Taken from my back patio a few nights ago. Jupiter, Ganymede and Io (plus Ganymede's and Io's shadow transits).
(captured at ~2020-08-15 05:06.9 UT over the course of 9 minutes [3 minutes each for Red, Green, Blue channel]).
Ganymede is easily seen to the right of Jupiter. Shadows of Io and Ganymede are easily seen on Jupiter from left to right, respectively. Io itself is
technically visible in the image, just below Ganymede's shadow on the same band edge as its own shadow, but is blending into the background clouds so seamlessly it's practically invisible. Io is performing one heck of a camouflage effect. It can't hide from its own shadow though.
Acquisition details:
Equipment:
Telescope: Meade 10" LX200-ACF mounted on an equatorial wedge
Camera: ZWO ASI290MM
TeleVue 2x Powermate (essentially a Barlow lens) to bring optical system to f/20, focal length 5000 mm.

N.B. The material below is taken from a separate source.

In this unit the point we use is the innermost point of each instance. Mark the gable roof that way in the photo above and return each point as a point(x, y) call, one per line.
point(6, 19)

ZWO Atmospheric Dispersion Corrector (ADC)
ZWO EFW Electronic Filter Wheel
Astronomik Deep-Sky RGB filter set
Adjustments of Atmospheric Dispersion Corrector (ADC) was done visually using an eyepiece immediately before swapping the eyepiece with the filter wheel + camera. (Atmospheric dispersion effects are a lot easier to detect in color, rather than when using a monochrome camera.)
Midpoint timestamp of acquisition: ~2020-08-15 05:06.9 UT, in order of Red, Green, then Blue, 3 min each.
(Total amount of raw data: ~90 GB. That's not a typo. Ninety gigabytes. Almost a tenth of a terabyte. Around 30 GB per channel)
Software and processing:
Autostakkert!
Registax
WinJUPOS
Gimp
(All software packages are free, btw.)
Each channel (Red, Green, Blue) were stacked separately using Autostakkert!
Each channel image was then processed separately using Registax's wavelet sharpening.
Channel images were then de-rotated and combined using WinJUPOS.
Gimp was used for color, contrast and brightness adjustments, and final cropping. Also Gimp was also used for bit of color alignment retouching involving the moons and their shadows (see below).
Jupiter rotates quite quickly, making a full rotation in only about 10 hours. As a rule of thumb, any image or image sequence (of Jupiter) longer than ~3 minutes will show signs of rotation (blurring, etc). My image sequence is 9 minutes total, so I need to account for this. WinJUPOS software can "derotate" images of Jupiter by several minutes, so I used that to derotate the Red and Blue channels to match up with the Green.
WinJUPOS worked quite well for Jupiter itself, but unfortunately, Io, Ganymede and their shadows do not move at the same speed as Jupiter's rotation. So the end result left a little color fringing around the moons' shadows and Ganymede.
So I used Gimp's warping tools to gently "nudge" the reds and blues into the greens in the areas of the moons' shadows and Ganymede (I didn't touch Io itself, since that wasn't even discernible in the individual channels either). I concede that this "nudgining" isn't a particularly graceful solution, but, well, what else am I going to do.
Overall though, I'd call the image mostly a success.